Inadequate drainage can kill a roof quicker than fire or wind, but tapered systems can solve this potential problem–and many others:
Why spend the extra money on a tapered insulation system? Because it can probably save your new roof from an early demise.
Building owners and contractors who focus only on the initial cost of tapered insulation are overlooking the long range benefits and savings that such a system provides.
First of all, the inadequate drainage of a fiat roof can result in damage that is far more costly than installing tapered insulation in the first place.
Standing water will eventually cause serious damage to any portion of a building; but, because the progressive deterioration on a roof is not readily observable, building owners tend to dismiss the fact that water can cause far more destruction than fire or wind. Water damage is seldom covered by insurance or roofing guarantees.
Consider the fact that a one-inch deep pond of water weighs 5.2 pounds per square foot–a weight that many structures cannot withstand.
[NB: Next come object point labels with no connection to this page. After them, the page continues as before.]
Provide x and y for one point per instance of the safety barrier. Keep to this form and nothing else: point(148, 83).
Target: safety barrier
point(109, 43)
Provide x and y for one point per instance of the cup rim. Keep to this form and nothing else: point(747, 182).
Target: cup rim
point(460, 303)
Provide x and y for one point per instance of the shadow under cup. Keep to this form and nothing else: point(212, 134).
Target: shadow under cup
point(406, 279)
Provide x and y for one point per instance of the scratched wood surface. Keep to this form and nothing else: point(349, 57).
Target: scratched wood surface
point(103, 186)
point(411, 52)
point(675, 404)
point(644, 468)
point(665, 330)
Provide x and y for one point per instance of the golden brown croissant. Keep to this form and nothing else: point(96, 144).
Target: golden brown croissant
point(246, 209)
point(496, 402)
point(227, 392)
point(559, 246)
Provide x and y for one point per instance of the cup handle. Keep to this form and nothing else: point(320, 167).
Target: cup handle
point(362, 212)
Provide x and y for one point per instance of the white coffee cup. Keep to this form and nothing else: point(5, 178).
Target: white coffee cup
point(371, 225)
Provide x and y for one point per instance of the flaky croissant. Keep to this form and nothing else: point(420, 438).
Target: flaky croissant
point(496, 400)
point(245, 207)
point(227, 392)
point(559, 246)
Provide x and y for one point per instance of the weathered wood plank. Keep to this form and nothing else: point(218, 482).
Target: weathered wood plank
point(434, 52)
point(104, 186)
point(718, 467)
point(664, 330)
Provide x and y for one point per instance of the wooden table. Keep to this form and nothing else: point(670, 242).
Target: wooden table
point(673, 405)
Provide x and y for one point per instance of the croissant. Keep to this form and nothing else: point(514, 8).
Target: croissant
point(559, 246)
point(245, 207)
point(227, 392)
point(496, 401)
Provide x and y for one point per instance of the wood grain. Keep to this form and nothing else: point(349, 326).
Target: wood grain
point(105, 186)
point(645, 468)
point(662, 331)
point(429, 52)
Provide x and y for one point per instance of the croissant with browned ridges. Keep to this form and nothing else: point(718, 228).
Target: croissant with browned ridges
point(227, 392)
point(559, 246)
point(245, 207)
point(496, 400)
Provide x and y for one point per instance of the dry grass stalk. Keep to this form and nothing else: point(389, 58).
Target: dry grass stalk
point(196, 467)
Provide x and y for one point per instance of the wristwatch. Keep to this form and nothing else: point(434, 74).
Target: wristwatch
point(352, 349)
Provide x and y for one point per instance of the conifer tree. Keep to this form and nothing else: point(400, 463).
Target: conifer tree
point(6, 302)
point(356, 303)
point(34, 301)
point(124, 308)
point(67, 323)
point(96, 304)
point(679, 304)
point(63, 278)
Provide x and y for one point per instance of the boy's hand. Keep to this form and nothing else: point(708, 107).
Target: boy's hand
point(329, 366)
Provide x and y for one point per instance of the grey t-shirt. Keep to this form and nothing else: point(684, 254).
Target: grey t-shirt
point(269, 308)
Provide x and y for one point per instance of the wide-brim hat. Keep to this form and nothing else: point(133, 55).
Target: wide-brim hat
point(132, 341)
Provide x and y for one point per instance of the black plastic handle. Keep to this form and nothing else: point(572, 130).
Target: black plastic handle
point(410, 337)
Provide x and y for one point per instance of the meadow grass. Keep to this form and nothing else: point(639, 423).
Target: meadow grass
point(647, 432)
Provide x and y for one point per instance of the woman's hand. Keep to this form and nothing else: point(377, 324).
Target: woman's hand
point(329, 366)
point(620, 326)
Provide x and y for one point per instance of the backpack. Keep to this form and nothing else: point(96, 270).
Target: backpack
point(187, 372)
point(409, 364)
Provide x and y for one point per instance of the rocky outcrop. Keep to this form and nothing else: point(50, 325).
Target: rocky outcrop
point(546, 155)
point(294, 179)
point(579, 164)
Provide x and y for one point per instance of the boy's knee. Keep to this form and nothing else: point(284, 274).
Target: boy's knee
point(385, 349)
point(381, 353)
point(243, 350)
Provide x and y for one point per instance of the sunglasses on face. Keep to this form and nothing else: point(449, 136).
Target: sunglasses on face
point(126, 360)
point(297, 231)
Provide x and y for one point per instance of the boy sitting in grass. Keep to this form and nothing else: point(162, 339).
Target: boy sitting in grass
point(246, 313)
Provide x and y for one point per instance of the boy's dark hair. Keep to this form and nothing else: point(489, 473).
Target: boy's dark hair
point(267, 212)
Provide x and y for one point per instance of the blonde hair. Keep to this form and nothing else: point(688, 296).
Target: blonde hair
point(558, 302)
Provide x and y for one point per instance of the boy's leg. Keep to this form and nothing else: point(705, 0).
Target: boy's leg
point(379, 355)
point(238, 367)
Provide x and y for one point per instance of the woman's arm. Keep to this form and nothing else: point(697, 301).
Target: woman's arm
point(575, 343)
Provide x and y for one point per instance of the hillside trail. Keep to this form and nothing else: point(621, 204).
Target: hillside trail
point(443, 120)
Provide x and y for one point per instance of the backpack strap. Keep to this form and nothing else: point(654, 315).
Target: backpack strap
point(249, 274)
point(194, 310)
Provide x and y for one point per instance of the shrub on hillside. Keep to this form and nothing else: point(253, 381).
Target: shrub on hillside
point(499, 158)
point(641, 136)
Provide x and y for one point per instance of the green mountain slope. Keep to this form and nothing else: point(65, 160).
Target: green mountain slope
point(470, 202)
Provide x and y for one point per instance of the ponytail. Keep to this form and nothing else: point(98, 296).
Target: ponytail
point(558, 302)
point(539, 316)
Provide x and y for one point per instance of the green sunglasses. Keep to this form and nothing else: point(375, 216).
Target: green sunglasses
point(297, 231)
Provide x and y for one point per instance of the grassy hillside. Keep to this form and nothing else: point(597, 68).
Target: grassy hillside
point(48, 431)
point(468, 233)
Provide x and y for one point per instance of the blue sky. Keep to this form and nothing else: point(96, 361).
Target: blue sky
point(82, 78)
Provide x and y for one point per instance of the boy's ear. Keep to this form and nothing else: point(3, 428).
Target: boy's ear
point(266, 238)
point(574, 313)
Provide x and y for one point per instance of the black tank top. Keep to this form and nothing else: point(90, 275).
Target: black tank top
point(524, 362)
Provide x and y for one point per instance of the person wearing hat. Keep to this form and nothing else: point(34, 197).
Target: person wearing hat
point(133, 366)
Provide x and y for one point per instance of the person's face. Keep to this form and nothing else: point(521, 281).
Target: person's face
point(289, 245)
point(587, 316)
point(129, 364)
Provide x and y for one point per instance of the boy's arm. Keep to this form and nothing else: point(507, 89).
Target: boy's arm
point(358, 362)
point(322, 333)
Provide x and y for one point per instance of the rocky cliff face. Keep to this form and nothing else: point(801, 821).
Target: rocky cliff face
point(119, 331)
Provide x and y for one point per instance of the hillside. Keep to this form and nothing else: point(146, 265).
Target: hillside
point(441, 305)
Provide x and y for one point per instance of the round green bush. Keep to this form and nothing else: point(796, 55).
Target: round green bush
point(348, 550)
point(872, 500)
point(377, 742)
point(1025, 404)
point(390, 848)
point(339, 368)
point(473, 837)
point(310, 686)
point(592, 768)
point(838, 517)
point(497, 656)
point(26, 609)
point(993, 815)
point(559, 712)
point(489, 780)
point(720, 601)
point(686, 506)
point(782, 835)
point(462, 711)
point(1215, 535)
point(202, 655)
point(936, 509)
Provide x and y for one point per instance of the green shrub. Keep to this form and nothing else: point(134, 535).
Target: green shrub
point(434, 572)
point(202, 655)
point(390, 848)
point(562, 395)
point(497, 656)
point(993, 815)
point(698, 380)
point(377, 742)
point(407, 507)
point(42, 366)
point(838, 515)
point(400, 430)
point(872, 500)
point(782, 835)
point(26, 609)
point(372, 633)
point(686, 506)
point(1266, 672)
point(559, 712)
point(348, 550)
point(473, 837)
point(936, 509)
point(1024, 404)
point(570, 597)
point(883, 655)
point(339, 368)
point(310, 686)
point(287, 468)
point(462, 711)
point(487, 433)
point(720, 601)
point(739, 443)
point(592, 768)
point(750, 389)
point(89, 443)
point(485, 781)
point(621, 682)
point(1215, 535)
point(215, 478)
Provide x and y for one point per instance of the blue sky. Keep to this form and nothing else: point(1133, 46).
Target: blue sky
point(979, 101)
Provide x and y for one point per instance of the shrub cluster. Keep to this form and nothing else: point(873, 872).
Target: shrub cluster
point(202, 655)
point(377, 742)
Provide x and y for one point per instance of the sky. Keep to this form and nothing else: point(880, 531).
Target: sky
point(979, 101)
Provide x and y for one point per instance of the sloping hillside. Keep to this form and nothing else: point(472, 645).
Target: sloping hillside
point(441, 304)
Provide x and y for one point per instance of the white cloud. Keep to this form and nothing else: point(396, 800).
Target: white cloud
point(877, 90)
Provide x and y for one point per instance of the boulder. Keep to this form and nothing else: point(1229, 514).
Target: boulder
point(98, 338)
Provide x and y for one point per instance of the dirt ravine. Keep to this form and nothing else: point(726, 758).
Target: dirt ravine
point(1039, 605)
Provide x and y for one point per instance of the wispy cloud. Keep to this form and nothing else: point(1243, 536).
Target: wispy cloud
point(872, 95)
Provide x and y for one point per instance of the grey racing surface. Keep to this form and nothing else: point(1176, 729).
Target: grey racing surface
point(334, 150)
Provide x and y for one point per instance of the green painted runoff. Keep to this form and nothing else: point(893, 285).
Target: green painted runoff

Although in new construction, the designers may have figured this additional load into structural calculations, standing water still puts undo stress on the roof membrane.
In the case of an existing structure, both the building and the membrane may be at risk. Debris and sediment tend to accumulate in low lying ponds that sprout. plant life. The constant freezing and thawing of ponded water is yet another factor contributing to the breakdown of the existing roofing membrane.
Failure of any roofing membrane can lead to a variety of problems in the roof system and within the building as a whole. For example, wet insulation loses its ability to resist heat flow, leading to increased heating costs in the winter and cooling costs in the summer.
Leakage in one section of the roof system can eventually deteriorate the entire roof membrane; moisture can corrode metal decks, crack concrete decks and wet-rot wood decks. Finally, water-damaged building materials and furnishings can become quite costly to replace.
The tapered solution
The key to avoiding these expensive problems is to prevent them by providing adequate drainage. One of the most effective ways to do this is by using tapered insulation in both reroofing projects and in new construction. Understanding your insulation options allows you to choose a roofing system that is functional as well as economical over the entire life of the system.
The first consideration in choosing your tapered system should be to address your thermal requirements, The next step is to select a slope that will provide a constant decline to the drainage point. In so doing, local building codes, as well as surface irregularities, must be taken into account.
Tapers of 1/8 inch and 1/4 inch per foot have proven to be the most popular with building codes and specifiers. To compensate for any deflections on the deck, a minimum of 1/4 inch per foot slope seems to have become the norm. Tapered panels are also available in 1/16 inch, 3/16 inch, 3/8 inch, & 1/2 inch per foot slope.
Once the particular needs of the roof are established, the appropriate material can be specified. Any type of insulation that is available in flat boards can also be purchased in tapered form. Once you have examined the various types of insulation, you will be able to determine which one will provide optimal performance under your specific roofing circumstances,
In order to successfully complete a tapered project, it is imperative that the contractor, architect, and manufacturer clearly communicate with one another throughout the job in order to ensure that all aspects of the tapered design are consistent with roofing specifications and actual field conditions.
It is also important for contractors to familiarize themselves with the tapered system purchased because the panel sizes can vary from manufacturer to manufacturer.
Installation of a tapered system is not dramatically different from that of flat insulation with several key exceptions:
* After the delivery of the insulation has been verified on
the jobsite, it is important that the contractor separate each
different panel size into its own organized area. This practice
will allow the roofing contractor to quickly and easily find
the metal panels needed.
* Determine the area to be completed that day. Install the
board according to the code on the board corresponding to the
code that is shown on the shop drawing.
* Start boards either from the roof drain or the high point
depending on the tapered design being used.
Once properly installed, a tapered system will provide returns on the owner’s original investment.
Proper roof drainage will result in substantial savings from:
Reduced roof maintenance
Less stress to the building structure
Extended roof life
Consistent insulation performance
What’s more, the risk of disrupting building operations and damage to building contents will be dramatically reduced. Therefore, the cost of tapered insulation is not only justifiable but logical — from any angle.